Jump on the internet for the chance to see a comet flirt with destruction as it passes close to the Sun February 18 by visiting the Solar and Heliospheric Observatory (SOHO) satellite at:

http://soho.nascom.nasa.gov/hotshots/2003_02_12/

It’s dangerous to stare directly at the Sun, and the comet is too faint to be seen this way, anyway. In fact, only the most dedicated of sky watchers will have seen the comet “C/2002 V1 (NEAT)”. During January and so far this month, it hovered near the limits of naked-eye visibility in the evening sky and a viewer probably needed binoculars, pointed in exactly the right direction, to reveal anything at all. Alternatively, why not, sit back, relax, log onto the Internet and let the SOHO satellite do all the hard work?

SOHO is a European Space Agency/NASA spacecraft to study the Sun, from its interior to its outer atmosphere, and the solar wind. It constantly monitors solar activity and space weather events. One instrument, the Large Angle and Spectrometric Coronagraph (LASCO), blots out the disc of the Sun, creating an artificial total eclipse. It then watches the tenuous outer atmosphere of the Sun for developments there. As a bonus, LASCO has proved to be a spectacular comet-observing tool because of its combination of high sensitivity and large field of view, among other factors.

The previous comet to pass through the SOHO field of view, “C/2002 X5”, made its journey during the last week of January. At that time, the SOHO web site, which displays real time images from the spacecraft, recorded seven million requests to see the comet images.

Now, armchair observers all around the world have a chance to view another comet and, this particular time, the stakes are higher as the comet might not survive its close pass of the Sun.

Comets are lumps of frozen gas and water, laced with dust, from cold, distant regions of the solar system, beyond the planet Neptune. They range in size from boulders to mountains and even larger. Astronomers believe comets are relics from the solar nebula, a cloud of gas and dust which evolved to form the solar system. As the comets formed, dust from the nebula was incorporated into the ices that comprise a comet. Occasionally, a slight gravitational disturbance from another solar system object or a nearby star will send a comet tumbling into the inner solar system, where solar heat and light vaporizes gas and liberates dust from the comet’s surface, giving the comet its characteristic tail.

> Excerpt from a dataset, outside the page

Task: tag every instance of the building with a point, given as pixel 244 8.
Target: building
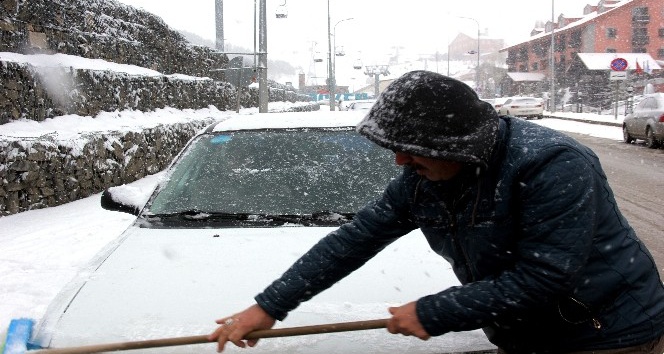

Comets are discovered all the time. When they are seen first by individual observers, they are named after the discoverer. Increasingly though these days, comets are first seen by automated telescope patrols, designed to scan the skies looking for objects that could pass close to Earth. These discoveries are given catalogue references.

Comet C/2002 V1 (NEAT) was discovered by NASA’s Near Earth Asteroid Tracking program, run by the Jet Propulsion Laboratory (JPL), Pasadena, Calif., on 6 November 2002. At that time it was 25,000 times fainter than the human eye can perceive. Since that time, astronomers have been tracking it carefully. Initially, the comet brightened so much that astronomers wondered whether it would become bright enough to be seen during the day, as it rounded the Sun!

However, during January, the comet failed to brighten as hoped. Now, it is expected to disappear from view to Earth-bound observers sometime around 11 February 2003, as it heads towards the Sun for its closest approach on 18 February. It will not be lost from all sight, however, as in space, SOHO will be watching. C/2002 V1 (NEAT) is expected to pass into the LASCO instrument’s field of view early on 16 February and stay there until 20 February.

There is even a small possibility that something rare and dramatic will occur: the comet may not survive its encounter. Comet C/2002 V1 (NEAT) will pass the Sun at less than a tenth of the distance between the Earth and the Sun and could be pulled to pieces by the Sun’s gravitational field. “If it happens, it would be the ‘frosting on the cake’. If not, the fly-by itself should be impressive enough,” says Dr. Bernhard Fleck, the SOHO Project Scientist for ESA.